Menyadari usaha teror dan intimidasinya tidak membuahkan hasil tapi justeru memperkokoh keimanan umat Islam, dan melihat sejumlah figur-figur sentral Quraisy telah masuk dalam barisan Rasûlullâh, mereka menempuh jalan diplomatik untuk upaya penghentian dakwah Rasûlullâh. Pertama, mereka menawarkan harta kepada Nabi berapa pun yang diminta, dan menawarkan wanita siapapun yang disuka. Jika tawaran ini ditolak, maka sebagai alternatif adil antara umat Islam dan kufâr dan dianggap lebih toleran dalam beragama, mereka menawarkan 'join ibadah'. Yakni setahun Muhammad menyembah berhala dan setahun kufâr Quraisy ganti menyembah Allâh swt. maka Rasûlullâh pun bersabda;
"Biar kutunggu, apa yang akan diputuskan Allâh dalam hal ini".
Maka Allâh swt. menurunkan wahyu surat aL-Kâfirûn sebagai reaksi dan jawaban tegas atas usaha pemurtadan tersebut bahwa tidak ada istilah 'kerja sama' dalam beragama, bagiku agamaku dan bagimu agamamu.
Melihat usaha deplomatiknya gagal, kufâr Quraisy mengubah strategi perlawanannya dengan dua cara. Pertama, mengirim dua utusan untuk membujuk rayu raja Najâsy dengan mengirimkan sejumlah hadiah sekaligus memprovokasinya dengan mengatakan; orang-orang yang hijrah kepadamu adalah kaum Muslimin yang telah meruntuhkan sendi-sendi agama. Mereka juga akan mengancam agama Nasrani yang dianut rakyatmu. Namun usaha ini pun gagal dilakukan dan utusan kufâr Quraisy harus kembali dengan tangan hampa. Kedua, kufâr Makkah pada tahun ke-7 kenabian membuat konspiarsi tertulis yang mereka gantung di dinding Ka'bah untuk menjatuhkan embargo atau boikot terhadap bani Hasyîm. Mereka memutuskan hubungan sosial dan ekonomi sejak Abû Thâlib berdiri di belakang Rasûlullâh saw. melindunginya.

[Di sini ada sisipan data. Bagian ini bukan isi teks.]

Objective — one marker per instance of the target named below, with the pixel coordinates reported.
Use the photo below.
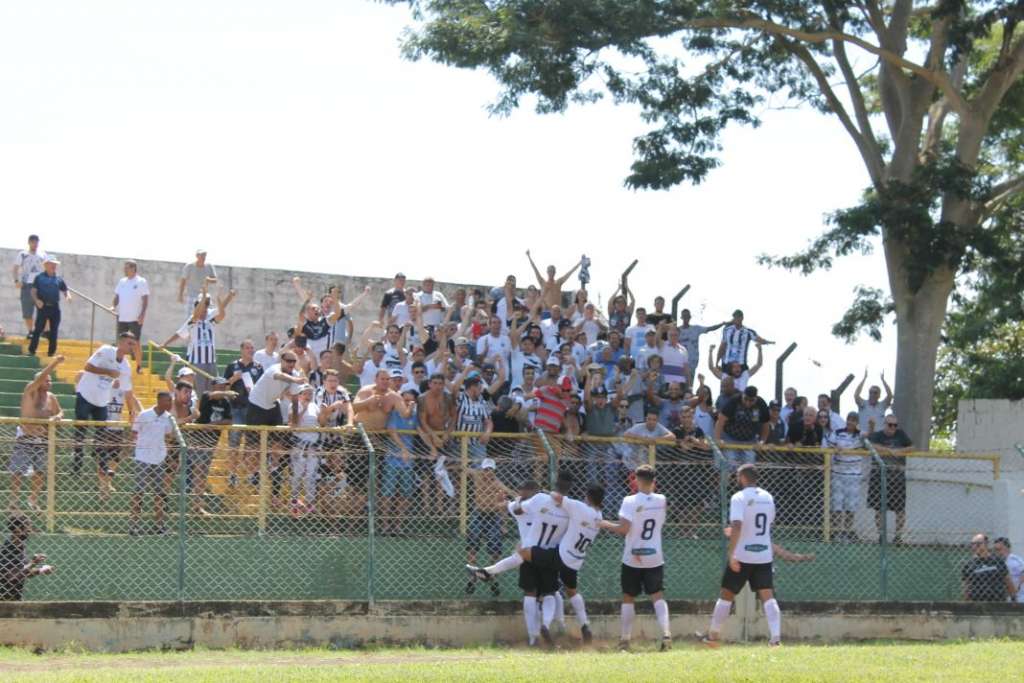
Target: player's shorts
(895, 489)
(642, 580)
(758, 575)
(484, 526)
(845, 493)
(549, 559)
(150, 477)
(29, 456)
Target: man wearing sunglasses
(891, 439)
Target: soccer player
(585, 523)
(640, 520)
(752, 512)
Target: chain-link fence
(280, 513)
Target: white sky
(296, 129)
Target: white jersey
(584, 525)
(756, 509)
(645, 513)
(548, 521)
(522, 521)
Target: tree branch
(938, 79)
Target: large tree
(920, 113)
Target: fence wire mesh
(282, 513)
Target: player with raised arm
(585, 523)
(752, 512)
(641, 519)
(548, 524)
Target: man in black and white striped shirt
(199, 330)
(473, 413)
(736, 340)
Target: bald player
(29, 456)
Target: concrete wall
(994, 426)
(266, 298)
(126, 627)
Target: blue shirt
(395, 421)
(48, 288)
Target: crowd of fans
(505, 359)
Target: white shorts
(845, 493)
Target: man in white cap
(46, 291)
(193, 276)
(28, 264)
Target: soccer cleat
(708, 641)
(478, 572)
(546, 635)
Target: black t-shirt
(986, 579)
(213, 411)
(254, 370)
(744, 423)
(12, 559)
(898, 439)
(391, 297)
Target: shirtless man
(29, 455)
(551, 289)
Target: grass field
(977, 660)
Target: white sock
(629, 612)
(504, 564)
(559, 608)
(774, 616)
(718, 616)
(662, 612)
(579, 608)
(529, 615)
(548, 609)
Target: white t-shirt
(520, 360)
(488, 346)
(153, 430)
(266, 359)
(756, 509)
(433, 316)
(96, 388)
(548, 521)
(130, 292)
(267, 389)
(30, 264)
(637, 336)
(584, 526)
(645, 512)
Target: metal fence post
(371, 514)
(826, 495)
(264, 482)
(51, 476)
(463, 483)
(778, 370)
(182, 507)
(884, 526)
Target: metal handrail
(92, 322)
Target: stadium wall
(266, 298)
(995, 426)
(121, 627)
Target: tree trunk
(920, 316)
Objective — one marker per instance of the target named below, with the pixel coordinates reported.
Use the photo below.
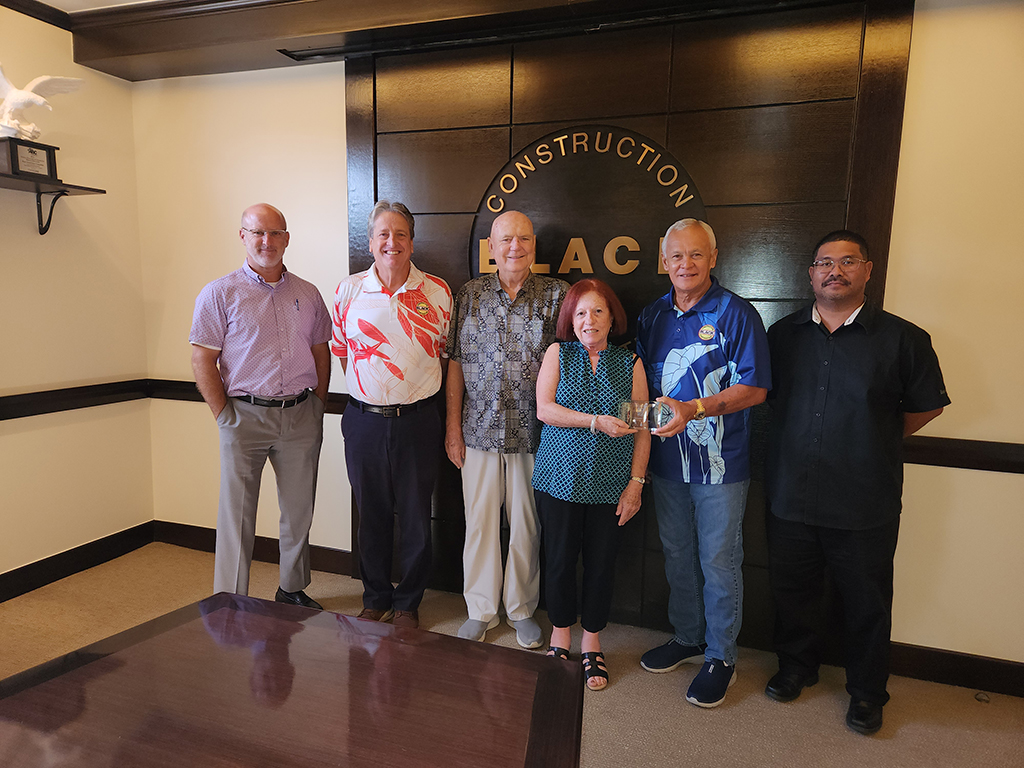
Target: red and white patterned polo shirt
(392, 344)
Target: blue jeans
(701, 529)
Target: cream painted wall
(956, 269)
(73, 477)
(76, 292)
(206, 147)
(71, 308)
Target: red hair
(577, 292)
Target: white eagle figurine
(34, 94)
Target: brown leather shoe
(375, 614)
(407, 619)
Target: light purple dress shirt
(264, 333)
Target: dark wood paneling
(800, 55)
(441, 247)
(41, 11)
(652, 126)
(440, 171)
(771, 311)
(458, 88)
(49, 569)
(950, 668)
(880, 122)
(360, 141)
(792, 154)
(592, 77)
(764, 251)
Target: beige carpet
(640, 720)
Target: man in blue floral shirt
(501, 327)
(706, 353)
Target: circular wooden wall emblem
(600, 198)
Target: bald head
(513, 247)
(262, 211)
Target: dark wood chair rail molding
(72, 398)
(937, 452)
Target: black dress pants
(565, 528)
(392, 467)
(860, 563)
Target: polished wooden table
(236, 681)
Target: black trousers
(567, 527)
(392, 467)
(860, 563)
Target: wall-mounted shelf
(43, 186)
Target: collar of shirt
(708, 302)
(254, 275)
(372, 284)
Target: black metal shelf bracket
(43, 228)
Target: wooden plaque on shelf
(28, 159)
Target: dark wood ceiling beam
(193, 37)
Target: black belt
(272, 403)
(389, 412)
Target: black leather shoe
(786, 684)
(863, 717)
(297, 598)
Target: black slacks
(392, 467)
(567, 527)
(860, 563)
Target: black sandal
(595, 669)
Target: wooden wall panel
(444, 89)
(440, 171)
(592, 77)
(441, 246)
(798, 153)
(764, 251)
(767, 58)
(654, 126)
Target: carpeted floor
(640, 720)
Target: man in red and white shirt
(390, 328)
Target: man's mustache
(836, 279)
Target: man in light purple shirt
(260, 349)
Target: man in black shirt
(849, 382)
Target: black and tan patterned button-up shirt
(500, 344)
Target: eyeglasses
(846, 264)
(272, 233)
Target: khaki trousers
(491, 481)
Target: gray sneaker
(474, 629)
(671, 655)
(527, 632)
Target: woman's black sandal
(595, 669)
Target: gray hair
(683, 224)
(386, 206)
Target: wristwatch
(700, 412)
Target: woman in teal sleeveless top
(590, 466)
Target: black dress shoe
(786, 684)
(297, 598)
(863, 717)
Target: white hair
(683, 224)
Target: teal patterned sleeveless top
(572, 464)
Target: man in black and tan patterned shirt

Sebagai pemimpin bani, reaksi Abû Thâlib menyikapi keadaan yang menimpa sukunya, berusaha mengajak bani Hasyîm dan bani Muthâlib untuk menjaga kesatuan integritas bani dan tinggal di sebuah bukit. Sejak itulah Nabi memerintahkan para umat Islam hijrah ke Habasyah. Maka berangkatlah rombongan hijrah gelombang kedua yang di dalamnya Ja'far bin Abî Thâlib bersama 83 laki-laki dan 11 wanita.
Dalam lingkaran dan tekanan embargo ini tidak satupun orang dan pasok bahan makanan dari luar yang bisa diterima kecuali melalui penyelundupan-penyelundupan. Keadaan demikian berlangsung hampir tiga tahun hingga kemudian Nabi bersama bani Hasyîm dan bani Muthâlib keluar dari bukit kembali ke Makkah dan merasakan sedikit keleluasaan dari tekanan kufâr Quraisy setelah Nabi mengabarkan bahwa piagam konspiarsi yang digantung di dinding Ka'bah telah dimakan rayap.
Akan tetapi selang beberapa waktu, tepatnya tahun 10 kenabian, dalam waktu satu tahun Rasûlullâh kehilangan dua figur pelindung sekaligus. Yakni isterinya, Khâdijah dan rentang dua bulan kemudian pamannya, Abû Thâlib yang selama ini selalu berada di sisi setiap Nabi dalam keprihatinan. Bagi Rasûlullâh, wafatnya kedua figur tersebut adalah hilangnya figur pelindung karismatik yang sekaligus memberi sugesti besar kepada kufâr Quraisy untuk kian berani melancarkan teror dan penindasan kepada Rasûlullâh dan umat Islam.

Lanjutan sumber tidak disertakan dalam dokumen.